Ted at Syntech. Out of Toledo, shouldn't be too far for you. Or try www.syntechproducts.com

Good luck and I will let you know how the home built spray rig works. To be honest, I am going to use a few ideas from posts on here. I have 14 pages printed off from the post where szorno posted his pictures awhile back.


----------



## fulltiltwill (Aug 23, 2005)

Thanks for the info Hicks. I'll plan on contacting him this week.


----------



## fernalddude (Feb 15, 2004)

*mix tank*

Hey this is my batch tank for mixing up my own liquid 250 gal at a time


----------



## fernalddude (Feb 15, 2004)

*spray tank*

This is the 50 gal spray tank in the b2's


----------



## fernalddude (Feb 15, 2004)

*spray boom*

this is the boom it folds out to 12 feet wide . I can spray only or add the spray to any type of dry chemical ...


----------



## fernalddude (Feb 15, 2004)

*spayer folded*

Ok this one is the 2 types i use one folds out (left) fixed (right) each has its advantages


----------



## fernalddude (Feb 15, 2004)

Hope this is a better pic


----------



## BSDeality (Dec 5, 2005)

Fernaldude,

What product do you use? How do you like the results?

I'm looking into starting up an Ice Mgt company here, from what I can tell no one does it around here, heck, hardly anyone even uses salt, just sand.
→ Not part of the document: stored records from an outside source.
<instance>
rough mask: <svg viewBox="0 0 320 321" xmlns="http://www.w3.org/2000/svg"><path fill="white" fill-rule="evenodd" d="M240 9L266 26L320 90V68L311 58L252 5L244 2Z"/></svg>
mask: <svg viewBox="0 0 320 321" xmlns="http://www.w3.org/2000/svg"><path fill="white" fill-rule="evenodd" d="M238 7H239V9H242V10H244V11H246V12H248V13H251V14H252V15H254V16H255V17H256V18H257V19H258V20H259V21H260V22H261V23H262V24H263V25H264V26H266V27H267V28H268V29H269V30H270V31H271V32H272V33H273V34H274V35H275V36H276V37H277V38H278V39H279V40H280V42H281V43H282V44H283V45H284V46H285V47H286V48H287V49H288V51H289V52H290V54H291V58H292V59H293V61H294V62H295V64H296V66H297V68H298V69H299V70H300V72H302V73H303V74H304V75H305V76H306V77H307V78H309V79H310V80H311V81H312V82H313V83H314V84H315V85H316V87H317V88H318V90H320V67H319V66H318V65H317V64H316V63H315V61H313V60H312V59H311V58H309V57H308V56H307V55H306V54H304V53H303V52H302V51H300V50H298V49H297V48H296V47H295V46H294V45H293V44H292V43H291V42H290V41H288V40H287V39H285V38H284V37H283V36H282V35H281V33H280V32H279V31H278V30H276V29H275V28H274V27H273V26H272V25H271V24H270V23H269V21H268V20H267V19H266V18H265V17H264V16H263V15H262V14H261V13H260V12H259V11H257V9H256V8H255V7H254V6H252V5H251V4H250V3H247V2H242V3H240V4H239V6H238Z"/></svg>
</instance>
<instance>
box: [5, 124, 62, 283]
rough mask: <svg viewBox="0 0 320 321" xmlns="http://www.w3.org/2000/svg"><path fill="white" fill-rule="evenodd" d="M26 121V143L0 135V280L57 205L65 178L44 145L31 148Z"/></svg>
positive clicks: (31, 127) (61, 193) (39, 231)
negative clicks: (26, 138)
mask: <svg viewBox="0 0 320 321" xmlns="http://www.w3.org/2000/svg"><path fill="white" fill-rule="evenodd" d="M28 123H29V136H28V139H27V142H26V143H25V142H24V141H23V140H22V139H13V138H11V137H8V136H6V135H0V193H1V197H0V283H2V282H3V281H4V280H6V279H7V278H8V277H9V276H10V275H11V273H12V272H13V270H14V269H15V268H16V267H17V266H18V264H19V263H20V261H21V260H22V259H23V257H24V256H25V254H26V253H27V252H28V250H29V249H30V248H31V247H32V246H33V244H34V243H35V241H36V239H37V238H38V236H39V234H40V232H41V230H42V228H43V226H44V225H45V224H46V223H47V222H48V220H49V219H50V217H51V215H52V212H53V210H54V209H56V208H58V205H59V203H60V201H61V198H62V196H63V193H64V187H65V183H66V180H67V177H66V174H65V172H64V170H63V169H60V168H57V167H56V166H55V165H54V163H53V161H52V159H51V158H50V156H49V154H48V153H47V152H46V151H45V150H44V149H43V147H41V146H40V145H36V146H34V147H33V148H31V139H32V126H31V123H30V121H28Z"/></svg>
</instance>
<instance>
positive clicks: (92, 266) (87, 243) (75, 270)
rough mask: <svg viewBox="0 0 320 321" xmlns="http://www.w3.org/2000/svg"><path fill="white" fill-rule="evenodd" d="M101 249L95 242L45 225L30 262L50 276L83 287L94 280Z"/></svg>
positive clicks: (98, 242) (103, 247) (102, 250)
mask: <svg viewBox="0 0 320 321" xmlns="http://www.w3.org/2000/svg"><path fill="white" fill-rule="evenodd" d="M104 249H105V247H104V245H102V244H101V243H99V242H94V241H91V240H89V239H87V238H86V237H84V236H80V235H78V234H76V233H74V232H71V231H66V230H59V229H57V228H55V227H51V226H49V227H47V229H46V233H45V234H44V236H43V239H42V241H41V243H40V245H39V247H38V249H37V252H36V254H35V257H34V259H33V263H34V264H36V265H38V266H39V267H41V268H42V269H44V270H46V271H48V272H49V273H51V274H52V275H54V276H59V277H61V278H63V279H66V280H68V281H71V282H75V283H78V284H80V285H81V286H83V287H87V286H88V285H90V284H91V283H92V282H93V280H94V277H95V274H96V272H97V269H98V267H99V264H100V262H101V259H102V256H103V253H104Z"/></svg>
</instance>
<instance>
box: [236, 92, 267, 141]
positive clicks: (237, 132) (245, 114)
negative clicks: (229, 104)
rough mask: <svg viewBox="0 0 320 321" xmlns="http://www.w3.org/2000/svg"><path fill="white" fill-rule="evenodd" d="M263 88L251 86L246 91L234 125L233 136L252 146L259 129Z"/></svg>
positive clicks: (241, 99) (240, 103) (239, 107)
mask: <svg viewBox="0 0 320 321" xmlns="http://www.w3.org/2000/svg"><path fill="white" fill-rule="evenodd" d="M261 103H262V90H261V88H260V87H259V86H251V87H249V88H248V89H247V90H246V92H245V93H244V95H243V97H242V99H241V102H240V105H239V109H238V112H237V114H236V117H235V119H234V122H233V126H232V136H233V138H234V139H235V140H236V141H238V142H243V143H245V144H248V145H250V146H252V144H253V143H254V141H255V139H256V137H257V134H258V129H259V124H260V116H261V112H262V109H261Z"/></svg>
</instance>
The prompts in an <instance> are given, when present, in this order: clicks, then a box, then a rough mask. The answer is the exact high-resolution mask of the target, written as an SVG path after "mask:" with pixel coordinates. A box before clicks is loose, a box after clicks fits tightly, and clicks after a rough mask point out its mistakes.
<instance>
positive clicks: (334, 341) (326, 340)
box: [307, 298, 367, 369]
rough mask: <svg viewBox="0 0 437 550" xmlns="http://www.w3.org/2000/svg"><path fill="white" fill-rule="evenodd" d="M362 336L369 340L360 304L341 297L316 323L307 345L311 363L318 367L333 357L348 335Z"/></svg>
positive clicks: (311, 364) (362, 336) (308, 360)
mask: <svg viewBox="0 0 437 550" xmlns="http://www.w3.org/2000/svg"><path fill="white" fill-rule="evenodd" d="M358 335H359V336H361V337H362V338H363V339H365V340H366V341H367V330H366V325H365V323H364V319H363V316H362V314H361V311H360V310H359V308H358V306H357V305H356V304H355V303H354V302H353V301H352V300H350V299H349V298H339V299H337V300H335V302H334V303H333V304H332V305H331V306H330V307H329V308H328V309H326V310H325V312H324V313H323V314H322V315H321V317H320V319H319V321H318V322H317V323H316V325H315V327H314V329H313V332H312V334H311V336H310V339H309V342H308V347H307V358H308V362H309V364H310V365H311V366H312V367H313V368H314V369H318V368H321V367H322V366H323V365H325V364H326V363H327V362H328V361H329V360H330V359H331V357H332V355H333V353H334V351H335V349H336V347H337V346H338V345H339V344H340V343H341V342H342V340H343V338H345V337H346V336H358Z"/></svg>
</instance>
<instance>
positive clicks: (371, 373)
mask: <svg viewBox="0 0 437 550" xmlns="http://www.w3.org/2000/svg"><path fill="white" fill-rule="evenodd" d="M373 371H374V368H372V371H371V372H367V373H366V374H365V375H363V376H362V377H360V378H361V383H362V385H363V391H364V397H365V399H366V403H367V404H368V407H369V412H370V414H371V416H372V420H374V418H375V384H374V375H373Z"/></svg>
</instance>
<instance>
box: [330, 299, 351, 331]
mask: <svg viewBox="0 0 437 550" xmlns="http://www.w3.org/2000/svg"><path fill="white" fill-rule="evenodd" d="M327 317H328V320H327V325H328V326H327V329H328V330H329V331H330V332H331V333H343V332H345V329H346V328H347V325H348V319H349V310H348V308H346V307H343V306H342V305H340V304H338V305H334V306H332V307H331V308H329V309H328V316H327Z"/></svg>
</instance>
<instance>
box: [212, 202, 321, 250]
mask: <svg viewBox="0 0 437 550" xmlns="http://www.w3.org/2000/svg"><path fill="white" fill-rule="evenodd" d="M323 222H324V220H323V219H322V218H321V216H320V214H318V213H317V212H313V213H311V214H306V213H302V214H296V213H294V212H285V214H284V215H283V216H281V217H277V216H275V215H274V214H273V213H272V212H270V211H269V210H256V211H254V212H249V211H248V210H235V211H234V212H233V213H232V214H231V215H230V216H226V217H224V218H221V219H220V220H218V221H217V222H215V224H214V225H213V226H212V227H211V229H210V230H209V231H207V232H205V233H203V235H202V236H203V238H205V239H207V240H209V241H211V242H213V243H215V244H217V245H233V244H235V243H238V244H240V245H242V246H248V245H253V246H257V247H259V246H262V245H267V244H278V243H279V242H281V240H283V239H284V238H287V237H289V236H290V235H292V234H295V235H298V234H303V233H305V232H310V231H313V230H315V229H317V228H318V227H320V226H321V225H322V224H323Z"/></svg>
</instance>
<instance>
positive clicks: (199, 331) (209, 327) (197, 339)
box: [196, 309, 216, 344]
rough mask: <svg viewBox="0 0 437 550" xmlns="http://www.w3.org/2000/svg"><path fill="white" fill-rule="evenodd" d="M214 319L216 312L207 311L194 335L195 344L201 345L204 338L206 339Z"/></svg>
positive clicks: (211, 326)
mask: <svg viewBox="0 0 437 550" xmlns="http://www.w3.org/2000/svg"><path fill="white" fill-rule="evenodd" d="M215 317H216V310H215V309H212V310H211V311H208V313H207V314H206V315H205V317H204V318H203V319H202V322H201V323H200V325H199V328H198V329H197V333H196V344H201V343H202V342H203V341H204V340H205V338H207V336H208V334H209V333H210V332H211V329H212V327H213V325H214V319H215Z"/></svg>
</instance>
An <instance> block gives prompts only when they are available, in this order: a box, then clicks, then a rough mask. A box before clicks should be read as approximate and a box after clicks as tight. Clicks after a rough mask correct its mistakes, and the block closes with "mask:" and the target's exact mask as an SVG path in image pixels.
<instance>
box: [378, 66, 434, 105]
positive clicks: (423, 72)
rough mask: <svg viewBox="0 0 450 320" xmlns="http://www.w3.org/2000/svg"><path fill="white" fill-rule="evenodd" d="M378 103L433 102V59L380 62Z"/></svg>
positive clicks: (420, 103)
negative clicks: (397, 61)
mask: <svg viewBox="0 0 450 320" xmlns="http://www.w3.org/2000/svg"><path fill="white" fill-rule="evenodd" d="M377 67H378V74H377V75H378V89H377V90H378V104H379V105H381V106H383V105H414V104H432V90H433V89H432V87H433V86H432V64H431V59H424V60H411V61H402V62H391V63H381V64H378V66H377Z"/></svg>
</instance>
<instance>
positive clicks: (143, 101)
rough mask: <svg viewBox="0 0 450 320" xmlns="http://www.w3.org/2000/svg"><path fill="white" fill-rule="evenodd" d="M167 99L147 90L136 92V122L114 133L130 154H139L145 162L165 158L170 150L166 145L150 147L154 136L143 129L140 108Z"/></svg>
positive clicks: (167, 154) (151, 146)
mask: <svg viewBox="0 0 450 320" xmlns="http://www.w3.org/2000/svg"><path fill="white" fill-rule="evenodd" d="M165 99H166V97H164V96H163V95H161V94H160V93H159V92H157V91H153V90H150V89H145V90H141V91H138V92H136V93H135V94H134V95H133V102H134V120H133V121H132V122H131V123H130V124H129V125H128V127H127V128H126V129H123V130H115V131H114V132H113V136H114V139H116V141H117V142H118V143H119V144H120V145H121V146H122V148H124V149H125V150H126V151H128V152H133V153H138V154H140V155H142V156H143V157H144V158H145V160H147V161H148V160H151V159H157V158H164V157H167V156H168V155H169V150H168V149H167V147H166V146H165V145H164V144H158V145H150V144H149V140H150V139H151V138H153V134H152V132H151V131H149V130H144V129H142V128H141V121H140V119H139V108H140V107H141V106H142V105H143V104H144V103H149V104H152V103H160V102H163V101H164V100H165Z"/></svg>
Any Tips/info is greatly appreciated


----------



## szorno (Jan 3, 2002)

Hey guys,
Sorry to leave you hanging. I changed internet providers and things have been busy. I use Caliber M1000. I have yard tanks totalling 4500 gallons. I use about 300 gallons per pre-storm treatment on 8 customers. I pay one flat fee of $300 to have the tanks filled each year. My cost doing this is quite a bit under yours due to the volume discount. The yard tanks are not that expensive so I never looked at chasing each truckload. My supplier is 80 miles away too.
Fulltiltwill- I would look at the market you are in carefully. Supplier and availability of liquid is key. Treated salt is a nice upgrade in performance, and only a small extra cost the way I hear it. We don't use any salt at all. Liquid as a pre-treat is quite cost effective, and envronmentally more friendly. (unless you choose salt brine) I do not normally recommend using liquids as a post treat except to clean up the white film left after plowing. Do not try to use liquids on an unplowed lot. It just doesn't penetrate or work very well at all. If you use Caliber or Magic on sidewalks you may have a tracking in problem for the maintenance people to deal with.
I will try to keep up a little better, so ask any other questions you like.
BTW- it is about -10*F here tonight, snowing lightly and my caliber are down to barely working. It is still better than nothing, because it won't stay that cold for more than 36 hrs. then the thaw has a head start.


----------



## fernalddude (Feb 15, 2004)

*making your own*

BS i make my own from dry mag or cal salt takes to long to break down zorno has so many regs in his area it is a must to use frendly chemicals .....


----------



## hickslawns (Dec 18, 2004)

Thanks for the info Szorno! Good to know where the effectiveness drops off as temperature drops. Still better than rock salt. I am curious how you are able to buy so cheap. My quoted price was $1.55/gal plus delivery or I go pick it up. You are (or were) paying $300 for 4500 gallons? Is this a typo? Maybe a different product? Just seems like huge differences. Could you help on what nozzles are needed on the agricultural spray rig? Also, did you have to do anything to the pumps to moderate the flow? Sorry about so many questions, but your replies have my ears perked up! I am psyched about getting into this, and need as much info as possible to make my decisions on pricing and equipment setup. Thanks, Phil


----------



## szorno (Jan 3, 2002)

oops. I should have caught this. The $300 is the delivery charge. Add in the cost of the liquid (.75-1.00 per gallon depending on what I get). The season fill up cost is about $3600 this year. Sorry for the mis-understanding.
As for spray nozzles, you can use ag equipment, because the viscocity of mag chloride based liquids is just a little thicker than most ag sprays. Use a rain-drop type fan nozzle matched to the natural pressure of your pump fro pre-treatment. There are some fan nozzles set for 30-50 psi, and some for 10-20 psi. Make sure the nozzles match the pump. The raindrop type will keep the drops a little bigger and cuts the amount of spray that floats down the street on a breeze. Use a pencil or stream type nozzle for ice-cutting when needed. The pump generally doesn't need any mods until you start trying to computerize your flow control. 
Email me if you want to talk about a specific case.
Nice rigs there fernaldude....


----------



## hickslawns (Dec 18, 2004)

Much appreciated szorno! I will let you know if I need any more help. I need to just go out and try a setup first and then fine tune it. Fernaldude was majorly helpful in our phone conversation, and I am pumped to try out some things. Sounds like I am going into mad scientist mode and mixing my own as well!


----------



## hickslawns (Dec 18, 2004)

Bringing it to the top for the guy asking about mixing and larger quantities.


----------